American artist (1920–2015)

Irene Williams (1920–2015) was an American artist. She is associated with the Gee's Bend quilting collective, although she made her quilts "in solitude" and "uninfluenced." Her work has been exhibited at the Museum of Fine Arts, Houston and the Frist Art Museum, and is included in the collections of the Philadelphia Museum of Art, the Indianapolis Museum of Art, the Museum of Fine Arts Boston, and the National Gallery of Art.

== Life ==
Irene Williams was the daughter of Sandy and Tom Williams. She grew up on a farm with common crops like cotton, watermelon, etc. They also raised various livestock.

She completed school until the ninth grade. At seventeen, she married Cornelius Williams, a man whom she adored, and together they raised six children – three boys and three girls. One of her sons died young, trying to save a logging truck driver from his wrecked vehicle.

Williams' sister-in-law was fellow quilter, Liza Jane Williams.

== Work ==
Williams did not begin making quilts until she was married and began to have children. Although members of her family and community made quilts, Williams always quilted alone in her house. having never participated in quilting bees, William's style developed on its own, uninfluenced by her peers.

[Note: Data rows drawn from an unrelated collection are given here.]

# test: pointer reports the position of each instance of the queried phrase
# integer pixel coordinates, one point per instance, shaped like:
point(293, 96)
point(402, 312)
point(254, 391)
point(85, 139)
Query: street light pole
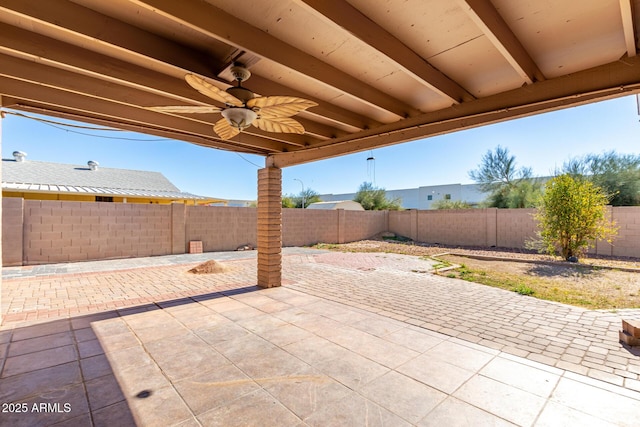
point(296, 179)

In "Strips," created around 1960, Williams deconstructed used basketball jerseys to form a quilt that mimics a street map, with a main street lined with houses with street numbers.

Her "Vote" quilt, a housetop-style quilt featuring red, white, and blue fabric strips with the word "vote" printed on them, was inspired by Dr. Martin Luther King, Jr.'s 1965 visit to Gee's Bend.

Williams' "Blocks and Strips" quilt features bright colors and irregular, geometric shapes. It is part of the permanent collection at the Philadelphia Museum of Art.